Restoring the patient to his former state of health isn’t always possible. When it isn’t, help the patient adjust to a modified lifestyle. During hospitalization, promote independence by letting him finish difficult tasks by himself. If necessary, refer the patient to a community facility for continued rehabilitation.



Clubfoot, or talipes, is the most common congenital disorder of the lower limbs. It’s marked primarily by a deformed talus and shortened Achilles tendon, which give the foot a characteristic clublike appearance. In talipes equinovarus, the foot points downward (equinus) and turns inward (varus), whereas the front of the foot curls toward the heel (forefoot adduction).


It is no longer believed that clubfoot is caused by fetal position in utero. Heredity is a definite factor in some cases, although the mechanism of transmission is undetermined. In children without a family history of clubfoot, this anomaly seems linked to arrested development during the 9th and 10th weeks of embryonic life, when the feet are formed. Researchers also suspect muscle abnormalities, leading to variations in length and tendon insertions, as possible causes of clubfoot.
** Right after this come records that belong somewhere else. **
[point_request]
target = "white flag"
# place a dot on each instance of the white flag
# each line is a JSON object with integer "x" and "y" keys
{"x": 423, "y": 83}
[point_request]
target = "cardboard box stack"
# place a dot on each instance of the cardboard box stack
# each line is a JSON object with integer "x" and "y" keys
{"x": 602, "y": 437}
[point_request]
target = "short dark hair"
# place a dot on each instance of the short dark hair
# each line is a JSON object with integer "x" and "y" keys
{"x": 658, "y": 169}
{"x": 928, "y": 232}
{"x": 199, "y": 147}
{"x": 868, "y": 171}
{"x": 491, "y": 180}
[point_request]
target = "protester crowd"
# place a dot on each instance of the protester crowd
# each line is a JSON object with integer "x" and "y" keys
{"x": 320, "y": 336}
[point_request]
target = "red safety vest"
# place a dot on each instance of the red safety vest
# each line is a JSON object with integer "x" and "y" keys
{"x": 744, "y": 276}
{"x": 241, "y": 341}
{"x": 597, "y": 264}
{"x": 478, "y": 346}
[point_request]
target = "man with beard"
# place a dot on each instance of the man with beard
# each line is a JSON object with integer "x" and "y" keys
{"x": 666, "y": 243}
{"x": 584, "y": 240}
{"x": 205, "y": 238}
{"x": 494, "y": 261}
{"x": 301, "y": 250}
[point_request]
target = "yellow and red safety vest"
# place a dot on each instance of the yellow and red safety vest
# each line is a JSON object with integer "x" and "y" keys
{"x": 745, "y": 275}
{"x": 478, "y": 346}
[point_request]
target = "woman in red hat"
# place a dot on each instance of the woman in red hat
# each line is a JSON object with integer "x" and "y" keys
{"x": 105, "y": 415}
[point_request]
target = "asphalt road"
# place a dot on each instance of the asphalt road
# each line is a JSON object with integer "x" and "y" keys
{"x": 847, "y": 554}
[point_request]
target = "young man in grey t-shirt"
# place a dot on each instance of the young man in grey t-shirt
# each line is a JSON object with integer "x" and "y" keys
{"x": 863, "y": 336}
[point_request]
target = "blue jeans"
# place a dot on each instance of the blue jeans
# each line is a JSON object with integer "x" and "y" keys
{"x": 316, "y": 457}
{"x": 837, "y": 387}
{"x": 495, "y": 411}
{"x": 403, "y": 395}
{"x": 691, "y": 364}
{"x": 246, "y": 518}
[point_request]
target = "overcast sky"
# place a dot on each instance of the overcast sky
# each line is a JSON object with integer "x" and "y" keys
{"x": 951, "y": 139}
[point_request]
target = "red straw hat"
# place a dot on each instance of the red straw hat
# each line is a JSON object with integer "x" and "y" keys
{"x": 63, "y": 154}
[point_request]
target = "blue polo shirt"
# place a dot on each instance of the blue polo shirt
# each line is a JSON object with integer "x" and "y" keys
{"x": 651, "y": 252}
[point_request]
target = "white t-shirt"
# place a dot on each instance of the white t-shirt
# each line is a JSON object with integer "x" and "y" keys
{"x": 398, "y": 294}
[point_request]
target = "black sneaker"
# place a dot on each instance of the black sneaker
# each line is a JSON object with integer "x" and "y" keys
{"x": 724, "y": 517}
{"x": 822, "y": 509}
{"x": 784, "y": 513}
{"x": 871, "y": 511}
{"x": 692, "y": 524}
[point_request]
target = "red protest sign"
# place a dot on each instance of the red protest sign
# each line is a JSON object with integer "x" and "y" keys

Environmental factors play a role. Studies strongly link clubfoot to cigarette smoking during pregnancy, especially if there is a family history of clubfoot.

Clubfoot, which has an incidence of about 1 per 1,000 live births, usually occurs bilaterally and is twice as common in boys. It may be associated with other birth defects, such as myelomeningocele, spina bifida, and arthrogryposis. However, most cases are sporadic occurrences.
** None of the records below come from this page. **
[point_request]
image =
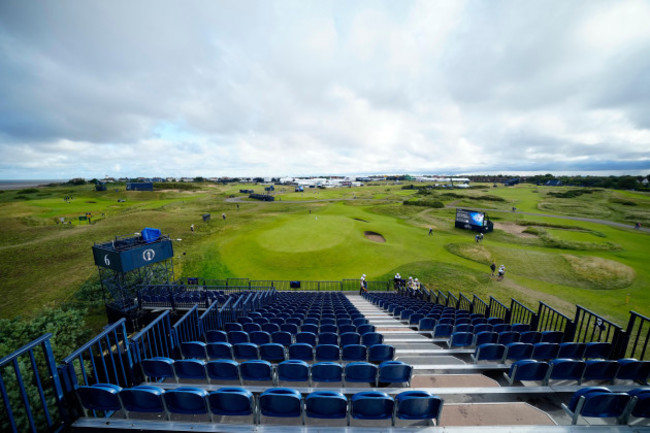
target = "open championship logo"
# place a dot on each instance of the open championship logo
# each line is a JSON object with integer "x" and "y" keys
{"x": 148, "y": 255}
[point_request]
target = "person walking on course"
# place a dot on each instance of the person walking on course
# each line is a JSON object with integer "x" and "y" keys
{"x": 363, "y": 285}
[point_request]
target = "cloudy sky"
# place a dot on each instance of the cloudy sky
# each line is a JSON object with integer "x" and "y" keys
{"x": 235, "y": 88}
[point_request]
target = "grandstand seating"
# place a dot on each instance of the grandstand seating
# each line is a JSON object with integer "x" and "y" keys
{"x": 308, "y": 340}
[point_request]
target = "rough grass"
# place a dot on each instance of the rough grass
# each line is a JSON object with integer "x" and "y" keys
{"x": 42, "y": 262}
{"x": 599, "y": 273}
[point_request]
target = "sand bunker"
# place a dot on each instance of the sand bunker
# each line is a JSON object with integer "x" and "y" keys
{"x": 375, "y": 237}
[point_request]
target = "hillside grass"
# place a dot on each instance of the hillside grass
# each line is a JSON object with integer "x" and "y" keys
{"x": 319, "y": 235}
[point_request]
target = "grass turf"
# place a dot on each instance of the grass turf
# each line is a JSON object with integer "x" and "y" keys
{"x": 560, "y": 261}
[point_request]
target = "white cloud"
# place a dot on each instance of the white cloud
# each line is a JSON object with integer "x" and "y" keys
{"x": 275, "y": 88}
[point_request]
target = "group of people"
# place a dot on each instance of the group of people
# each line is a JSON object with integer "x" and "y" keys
{"x": 411, "y": 283}
{"x": 500, "y": 274}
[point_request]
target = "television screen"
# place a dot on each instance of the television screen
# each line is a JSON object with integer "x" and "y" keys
{"x": 470, "y": 217}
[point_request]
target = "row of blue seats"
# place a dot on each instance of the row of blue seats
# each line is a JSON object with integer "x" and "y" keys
{"x": 292, "y": 328}
{"x": 600, "y": 402}
{"x": 286, "y": 338}
{"x": 276, "y": 352}
{"x": 429, "y": 324}
{"x": 291, "y": 370}
{"x": 300, "y": 318}
{"x": 579, "y": 371}
{"x": 594, "y": 349}
{"x": 274, "y": 402}
{"x": 497, "y": 352}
Talipes equinovarus varies greatly in severity. Deformity may be so extreme that the toes
touch the inside of the ankle, or it may be only vaguely apparent. In every case, the talus is deformed, the Achilles tendon shortened, and the calcaneus somewhat shortened and flattened. Depending on the degree of the varus deformity, the calf muscles are shortened and underdeveloped, and soft-tissue contractures form at the site of the deformity. The foot is tight in its deformed position and resists manual efforts to push it into normal position. Clubfoot is painless, except in elderly, arthritic patients. In older children, clubfoot may be secondary to paralysis, poliomyelitis, or cerebral palsy, in which case treatment must include management of the underlying disease.
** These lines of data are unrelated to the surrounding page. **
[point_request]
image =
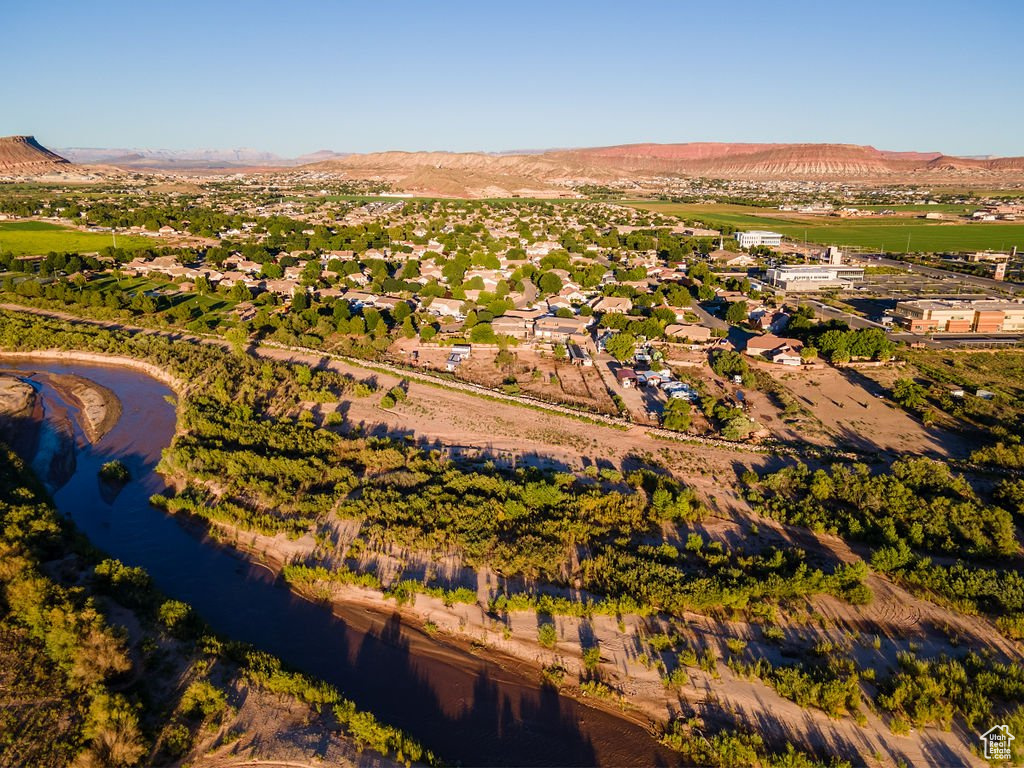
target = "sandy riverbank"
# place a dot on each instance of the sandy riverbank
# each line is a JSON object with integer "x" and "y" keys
{"x": 512, "y": 641}
{"x": 629, "y": 668}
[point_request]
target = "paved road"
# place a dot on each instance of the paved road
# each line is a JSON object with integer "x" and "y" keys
{"x": 986, "y": 283}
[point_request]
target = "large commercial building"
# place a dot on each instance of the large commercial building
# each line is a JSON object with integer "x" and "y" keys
{"x": 812, "y": 276}
{"x": 758, "y": 238}
{"x": 961, "y": 316}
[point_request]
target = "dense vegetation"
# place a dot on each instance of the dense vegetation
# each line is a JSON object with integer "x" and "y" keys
{"x": 71, "y": 688}
{"x": 250, "y": 457}
{"x": 916, "y": 512}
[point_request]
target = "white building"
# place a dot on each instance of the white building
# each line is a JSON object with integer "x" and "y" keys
{"x": 757, "y": 238}
{"x": 812, "y": 276}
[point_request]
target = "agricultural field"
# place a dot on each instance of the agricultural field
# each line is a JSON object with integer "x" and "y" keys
{"x": 883, "y": 235}
{"x": 41, "y": 237}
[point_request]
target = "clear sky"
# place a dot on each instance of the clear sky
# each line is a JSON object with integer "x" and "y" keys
{"x": 297, "y": 76}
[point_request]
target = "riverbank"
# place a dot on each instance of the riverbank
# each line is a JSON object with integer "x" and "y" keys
{"x": 753, "y": 698}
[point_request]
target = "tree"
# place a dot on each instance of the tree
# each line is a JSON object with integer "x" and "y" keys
{"x": 621, "y": 346}
{"x": 550, "y": 283}
{"x": 482, "y": 333}
{"x": 677, "y": 415}
{"x": 736, "y": 312}
{"x": 240, "y": 292}
{"x": 909, "y": 394}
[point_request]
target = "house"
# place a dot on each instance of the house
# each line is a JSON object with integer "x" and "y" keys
{"x": 627, "y": 377}
{"x": 785, "y": 355}
{"x": 560, "y": 329}
{"x": 768, "y": 343}
{"x": 508, "y": 325}
{"x": 614, "y": 304}
{"x": 650, "y": 377}
{"x": 730, "y": 258}
{"x": 579, "y": 356}
{"x": 691, "y": 332}
{"x": 390, "y": 302}
{"x": 360, "y": 298}
{"x": 281, "y": 287}
{"x": 446, "y": 308}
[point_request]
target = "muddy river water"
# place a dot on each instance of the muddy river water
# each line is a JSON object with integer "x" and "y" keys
{"x": 468, "y": 709}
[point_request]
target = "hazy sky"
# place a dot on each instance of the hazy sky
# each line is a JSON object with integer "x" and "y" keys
{"x": 296, "y": 77}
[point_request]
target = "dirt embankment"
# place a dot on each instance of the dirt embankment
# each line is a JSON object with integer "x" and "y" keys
{"x": 98, "y": 407}
{"x": 105, "y": 359}
{"x": 630, "y": 667}
{"x": 20, "y": 412}
{"x": 16, "y": 397}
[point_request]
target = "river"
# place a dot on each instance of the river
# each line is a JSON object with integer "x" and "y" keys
{"x": 467, "y": 709}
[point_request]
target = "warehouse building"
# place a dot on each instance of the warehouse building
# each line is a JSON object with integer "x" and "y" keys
{"x": 983, "y": 316}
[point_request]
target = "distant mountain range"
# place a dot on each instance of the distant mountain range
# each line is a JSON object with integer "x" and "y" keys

Developmental dysplasia of the hip

Developmental dysplasia of the hip (DDH), an abnormality of the hip joint present from birth, is the most common disorder affecting hip joints of children younger than age 3. DDH can be unilateral or bilateral. (See Characteristics of developmental hip dysplasia.) This abnormality occurs
in three forms of varying severity: unstable hip dysplasia, in which the hip is positioned normally but can be dislocated by manipulation; subluxati on or incomplete dislocation, in which the femoral head rides on the edge of the acetabulum; and complete or true congenital dislocation, in which the femoral head is totally outside the acetabulum.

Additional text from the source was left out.